O funkcji Time of Flight, czyli laserowym mierzeniu odległości od obiektów znajdujących się w kadrze, w którą wyposażona ma być tylna bateria aparatów fotograficznych w przyszłorocznych iPhone'ach mówi się już od wielu miesięcy. O tym, że dwa z trzech modeli bedą w nią wyposażone, wspomniał w opublikowanej w ubiegłym tygodniu prognozie Samik Chatterjee, analityk JP Morgan. Teraz informację taką, powołując się na źródła bezpośrednio u dostawców Apple, podaje serwis DigiTimes.

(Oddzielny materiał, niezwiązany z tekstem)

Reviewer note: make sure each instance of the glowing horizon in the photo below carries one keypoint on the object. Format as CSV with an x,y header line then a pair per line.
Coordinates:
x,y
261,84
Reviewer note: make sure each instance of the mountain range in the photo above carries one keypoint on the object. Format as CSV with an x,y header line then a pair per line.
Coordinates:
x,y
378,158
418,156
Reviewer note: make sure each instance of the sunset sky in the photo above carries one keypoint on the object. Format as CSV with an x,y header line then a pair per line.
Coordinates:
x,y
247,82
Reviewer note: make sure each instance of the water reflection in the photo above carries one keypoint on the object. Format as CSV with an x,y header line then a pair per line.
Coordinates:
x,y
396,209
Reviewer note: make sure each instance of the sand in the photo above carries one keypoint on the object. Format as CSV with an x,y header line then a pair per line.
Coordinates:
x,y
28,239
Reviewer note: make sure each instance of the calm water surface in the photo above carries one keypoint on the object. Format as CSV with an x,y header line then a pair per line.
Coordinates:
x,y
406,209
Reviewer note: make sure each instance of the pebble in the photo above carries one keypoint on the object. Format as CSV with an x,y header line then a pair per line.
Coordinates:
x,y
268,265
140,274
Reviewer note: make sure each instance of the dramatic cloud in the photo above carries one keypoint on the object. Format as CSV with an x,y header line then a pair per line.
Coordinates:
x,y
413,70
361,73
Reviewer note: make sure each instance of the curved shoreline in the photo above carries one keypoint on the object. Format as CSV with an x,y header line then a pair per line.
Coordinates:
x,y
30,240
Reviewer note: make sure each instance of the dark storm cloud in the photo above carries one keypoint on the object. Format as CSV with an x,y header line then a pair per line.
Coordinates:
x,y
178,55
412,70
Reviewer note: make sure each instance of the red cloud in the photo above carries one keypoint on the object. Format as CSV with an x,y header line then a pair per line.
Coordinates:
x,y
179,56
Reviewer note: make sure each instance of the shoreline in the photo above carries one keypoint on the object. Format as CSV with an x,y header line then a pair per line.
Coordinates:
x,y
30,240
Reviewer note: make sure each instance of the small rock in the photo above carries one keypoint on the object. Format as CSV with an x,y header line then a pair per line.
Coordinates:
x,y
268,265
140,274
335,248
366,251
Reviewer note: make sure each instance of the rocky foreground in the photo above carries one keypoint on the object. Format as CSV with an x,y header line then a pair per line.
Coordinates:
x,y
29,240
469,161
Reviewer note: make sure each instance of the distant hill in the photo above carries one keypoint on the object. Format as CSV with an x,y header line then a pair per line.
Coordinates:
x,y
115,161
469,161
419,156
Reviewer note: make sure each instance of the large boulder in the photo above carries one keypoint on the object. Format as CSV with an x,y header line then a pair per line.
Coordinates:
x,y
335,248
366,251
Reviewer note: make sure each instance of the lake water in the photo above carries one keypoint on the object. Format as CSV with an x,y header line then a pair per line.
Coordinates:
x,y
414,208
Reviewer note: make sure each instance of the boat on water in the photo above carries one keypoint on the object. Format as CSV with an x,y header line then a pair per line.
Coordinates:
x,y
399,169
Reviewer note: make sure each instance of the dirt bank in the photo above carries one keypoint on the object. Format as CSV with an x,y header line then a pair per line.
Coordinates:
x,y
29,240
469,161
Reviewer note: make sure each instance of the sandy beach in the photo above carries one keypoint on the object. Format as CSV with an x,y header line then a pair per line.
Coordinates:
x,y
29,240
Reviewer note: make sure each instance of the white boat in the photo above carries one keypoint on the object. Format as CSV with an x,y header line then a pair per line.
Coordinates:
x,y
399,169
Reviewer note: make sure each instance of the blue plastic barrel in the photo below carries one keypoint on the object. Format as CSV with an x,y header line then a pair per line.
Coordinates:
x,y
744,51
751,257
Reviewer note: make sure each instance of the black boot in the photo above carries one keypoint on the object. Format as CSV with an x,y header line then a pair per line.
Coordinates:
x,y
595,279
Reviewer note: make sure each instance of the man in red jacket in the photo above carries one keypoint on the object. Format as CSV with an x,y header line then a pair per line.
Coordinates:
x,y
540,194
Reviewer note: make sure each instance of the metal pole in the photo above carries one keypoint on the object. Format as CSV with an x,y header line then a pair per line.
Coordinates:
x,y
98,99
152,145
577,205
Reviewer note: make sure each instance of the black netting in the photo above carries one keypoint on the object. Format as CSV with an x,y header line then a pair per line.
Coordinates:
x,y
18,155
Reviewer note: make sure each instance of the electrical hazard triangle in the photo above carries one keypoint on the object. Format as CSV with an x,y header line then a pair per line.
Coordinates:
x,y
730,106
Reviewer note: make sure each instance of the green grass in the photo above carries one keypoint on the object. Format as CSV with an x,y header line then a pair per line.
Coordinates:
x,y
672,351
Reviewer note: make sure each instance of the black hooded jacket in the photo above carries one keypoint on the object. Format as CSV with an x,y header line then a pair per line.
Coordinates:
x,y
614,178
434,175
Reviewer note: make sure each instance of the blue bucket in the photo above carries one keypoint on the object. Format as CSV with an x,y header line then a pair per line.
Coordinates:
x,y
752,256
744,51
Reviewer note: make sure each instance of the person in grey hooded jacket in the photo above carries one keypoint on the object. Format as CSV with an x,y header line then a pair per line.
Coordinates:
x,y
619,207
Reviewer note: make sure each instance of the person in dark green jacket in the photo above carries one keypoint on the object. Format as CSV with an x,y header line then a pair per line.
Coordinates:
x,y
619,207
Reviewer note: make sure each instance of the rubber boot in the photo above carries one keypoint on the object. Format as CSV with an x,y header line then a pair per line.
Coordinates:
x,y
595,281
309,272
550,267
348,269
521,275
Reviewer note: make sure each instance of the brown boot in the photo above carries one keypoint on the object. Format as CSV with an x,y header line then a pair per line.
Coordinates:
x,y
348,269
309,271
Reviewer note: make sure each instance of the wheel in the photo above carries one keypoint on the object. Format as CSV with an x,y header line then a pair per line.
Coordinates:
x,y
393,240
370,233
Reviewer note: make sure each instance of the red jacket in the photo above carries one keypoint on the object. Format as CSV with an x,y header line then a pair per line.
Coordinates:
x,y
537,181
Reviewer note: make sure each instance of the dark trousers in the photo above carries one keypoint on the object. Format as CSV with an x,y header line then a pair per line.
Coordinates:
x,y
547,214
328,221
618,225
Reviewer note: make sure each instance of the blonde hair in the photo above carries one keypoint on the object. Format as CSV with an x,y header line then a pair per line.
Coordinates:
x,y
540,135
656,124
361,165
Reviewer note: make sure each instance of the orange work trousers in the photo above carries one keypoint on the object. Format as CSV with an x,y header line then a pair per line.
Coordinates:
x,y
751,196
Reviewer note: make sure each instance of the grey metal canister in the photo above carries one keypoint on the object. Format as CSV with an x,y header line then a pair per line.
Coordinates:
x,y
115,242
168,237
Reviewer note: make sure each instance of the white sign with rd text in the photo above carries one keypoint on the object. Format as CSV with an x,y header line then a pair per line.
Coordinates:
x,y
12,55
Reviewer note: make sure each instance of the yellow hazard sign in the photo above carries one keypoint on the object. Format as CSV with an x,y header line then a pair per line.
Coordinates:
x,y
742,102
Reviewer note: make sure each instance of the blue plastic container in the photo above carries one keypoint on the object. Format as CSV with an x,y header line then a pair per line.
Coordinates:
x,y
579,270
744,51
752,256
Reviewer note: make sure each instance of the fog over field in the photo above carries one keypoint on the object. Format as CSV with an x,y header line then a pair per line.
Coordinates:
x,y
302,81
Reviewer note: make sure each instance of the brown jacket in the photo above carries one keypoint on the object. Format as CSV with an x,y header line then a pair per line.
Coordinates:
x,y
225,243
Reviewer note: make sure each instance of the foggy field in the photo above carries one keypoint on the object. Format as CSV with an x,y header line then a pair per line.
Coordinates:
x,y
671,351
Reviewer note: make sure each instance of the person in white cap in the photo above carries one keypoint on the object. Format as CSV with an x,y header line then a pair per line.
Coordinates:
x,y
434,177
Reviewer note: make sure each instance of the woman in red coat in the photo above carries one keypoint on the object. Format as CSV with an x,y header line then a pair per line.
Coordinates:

Laserowy pomiar odległości Time of Flight, wykorzystujący laser o emisji powierzchniowej z pionową wnęką rezonansową (VCSEL), działa podobnie do systemu TrueDepth stosowanego przez Apple w przedniej kamerze i skanerze twarzy Face ID, musi jednak działać na znacznie dalsze odległości niż kilkadziesiąt centymetrów. Zastosowany razem z zestawem tylnych kamer pozwoli na uzyskanie lepszego efektu głębi ostrości zwłaszcza w trybie portretowym, a być może także na robienie zdjęć 3D.

O możliwym pojawieniu się systemu laserowego pomiaru odległości w przyszłorocznych iPhone'ach pisał pół roku temu Bloomberg.